Earlier this year Hackaday announced the Train all the Things contest. I immediately knew I wanted to submit something, but figuring out what to build took me a little bit. For my side projects I like to make something that is useful to me, or somebody I know; while also learning something new. A few days after the contest was announced my daughter was in the basement playing outside my office/homelab when I remembered my wife had asked me if there was a way for her to know when I was working with somebody so that they could avoid coming down in the basement. I thought a voice driven display could be a fun solution.
Choosing my tools
After deciding on the project the next thing I wanted to figure out was what new boards I would need (if any) and how I would build my model. After doing some research I landed on Tensorflow as my path forward for deploying a model to a microcontroller. Having used Tensorflow the barrier for model creation is a bit lower, but I am really curious about Tensorflow Lite and the potential it provides. Additionally a relatively new book TinyML looks like a good resource to use along the way.

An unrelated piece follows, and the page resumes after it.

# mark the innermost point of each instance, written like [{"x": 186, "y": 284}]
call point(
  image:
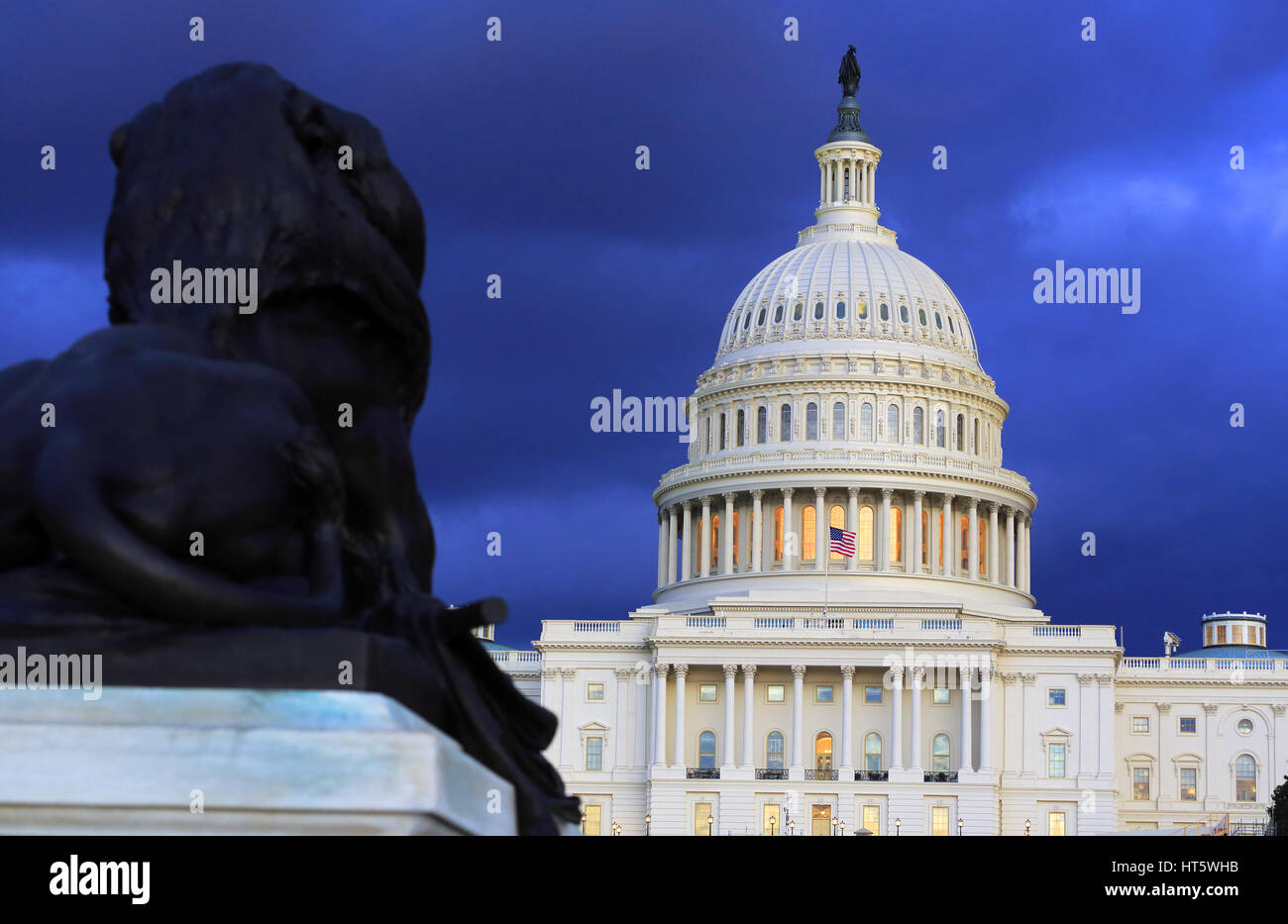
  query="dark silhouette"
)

After settling on TF Lite the next thing was picking a board. Most of my embedded experience has been with CircuitPython and Rust. For this project I thought it would be fun to learn something new. The Espressif ESP-EYE caught my eye as an interesting board known to work with TF Lite. I've seen the ESP32 and 8266 in a lot of other projects, so learning the ESP toolchain seems valuable. Additionally a lot of the Espressif ecosystem seems to be built around FreeRTOS which provides a whole other avenue of learning and hacking.
Finally I will need a way to let somebody know when the model has picked up voice activity, to signal that I'm currently busy in the lab. The ESP32 has a WiFi chip providing the ability to send and receive signals via TCP if we want. The ESP-EYE has that built in, and I happend to have a PyPortal (with an ESP32) that could make a great display checking for a status using WiFi too. To signal from one to the other I decided to have some fun and use Cloudflare Workers K/V to set a bit from the ESP-EYE that would be read by the PyPortal at a given time interval to set the display.
Putting it all together the initial idea looks something like this:
Which allows me to have a small board in my homelab listening and the display above the stairwell where somebody can get a status update before they ever come down.